Article 4, section 2, mandates that the citizens of one state must be entitled to enjoy the privileges and immunities of citizens in every state. This clause implicates a particular federal Constitutional question from which an equal protection claim under the Fourteenth Amendment regarding the institution of civil marriage might be connected specifically to the terms of the U.S. Constitution. Married couples, joined under the terms of a particularly state's institution of civil marriage, must be treated as a particular subject class for whom a contractual bond has been conferred by one state. Under this clause, all states must respect the bond and extend to the couple all privileges, obligations, and benefits conferred on couples married within each given state of residence, should the couple decide to permanently relocate to another state. In this manner, the critical issue here concerns the transferability of a marriage contract across state lines.
Fleshing out my argument, a married couple in Alabama is conferred a particular set of privileges, obligations, and benefits. A different set of privileges, obligations, and benefits is conferred on a married couple in Massachusetts. If the couple from Alabama moves permanently to Massachusetts, then the set of privileges, obligations, and benefits conferred on the couple must change, by virtue of the fact that the regime of marital benefits and obligations are different between states. On the other hand, Article 4, section 2 ensures that the couple retains its basic contractual bond and its claim on benefits and obligations of marriage when it moves from one state to another.

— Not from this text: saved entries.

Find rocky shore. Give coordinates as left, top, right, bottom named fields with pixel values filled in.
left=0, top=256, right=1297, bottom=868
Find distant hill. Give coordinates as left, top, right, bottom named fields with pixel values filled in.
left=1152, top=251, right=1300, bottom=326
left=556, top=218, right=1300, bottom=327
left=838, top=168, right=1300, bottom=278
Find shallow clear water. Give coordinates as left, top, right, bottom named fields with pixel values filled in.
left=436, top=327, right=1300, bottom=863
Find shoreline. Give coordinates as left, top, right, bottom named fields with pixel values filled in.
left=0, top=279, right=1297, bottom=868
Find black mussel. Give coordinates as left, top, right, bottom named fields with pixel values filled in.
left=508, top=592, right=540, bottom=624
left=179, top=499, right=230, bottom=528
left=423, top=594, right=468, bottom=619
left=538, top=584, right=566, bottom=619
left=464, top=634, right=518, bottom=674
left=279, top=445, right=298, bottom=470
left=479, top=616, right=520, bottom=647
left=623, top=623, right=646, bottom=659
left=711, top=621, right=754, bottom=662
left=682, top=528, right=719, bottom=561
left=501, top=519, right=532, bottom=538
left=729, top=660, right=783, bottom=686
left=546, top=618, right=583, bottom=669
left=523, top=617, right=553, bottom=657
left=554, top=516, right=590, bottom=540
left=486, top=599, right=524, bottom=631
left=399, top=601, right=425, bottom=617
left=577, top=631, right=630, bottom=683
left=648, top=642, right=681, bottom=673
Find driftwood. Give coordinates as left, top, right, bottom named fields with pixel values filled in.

This transferability of the recognition of a marriage contract from one state to another and vice versa is key. The problem is that such a transfer works for heterosexual marriages in every state, but, for states like Alabama that have constitutional prohibitions on recognition of same-sex marriages performed in other states, the transfer of a same-sex marriage contract is inhibited, violating the Constitutional requirements of Article 4, section 2. By this criterion, the federal judiciary would be acting within its authority to invalidate portions of the Alabama state constitution prohibiting recognition of same-sex marriages performed out of state when married same-sex couples permanently relocate to Alabama. Because Article 4, section 2 is contained within the Constitutional protections afforded to citizens of every state, the manifestly unequal protection afforded to same-sex couples represents a circumstance in which the equal protection guarantee of the Fourteenth Amendment addresses a valid federal question.
By this interpretation, same-sex couples in Alabama might be able to relocate temporarily to other states willing to issue marriage licenses to same-sex couples and relocate back to Alabama to compel the state to recognize their privileges and obligations under Alabama law as a married couple through the interstate transferability of marriage contracts. On the other hand, this reasoning cannot get me to the point where a federal Article 3 court has the authority to compel a state to issue marriage licenses to same-sex couples through the equal protection guarantee of the Fourteenth Amendment without conceding that the federal judiciary can intervene in policies for which the authority resides entirely within a state constitution (i.e. in a policy area where no federal issue is implicated outside of the purview of the Fourteenth Amendment). It is one thing to tell Alabama that it has to recognize the same-sex marriages of residents who were married in Massachusetts. It is a different matter to order an Alabama state probate judge in Birmingham to issue a marriage license to a gay couple that wants to be married under Alabama law.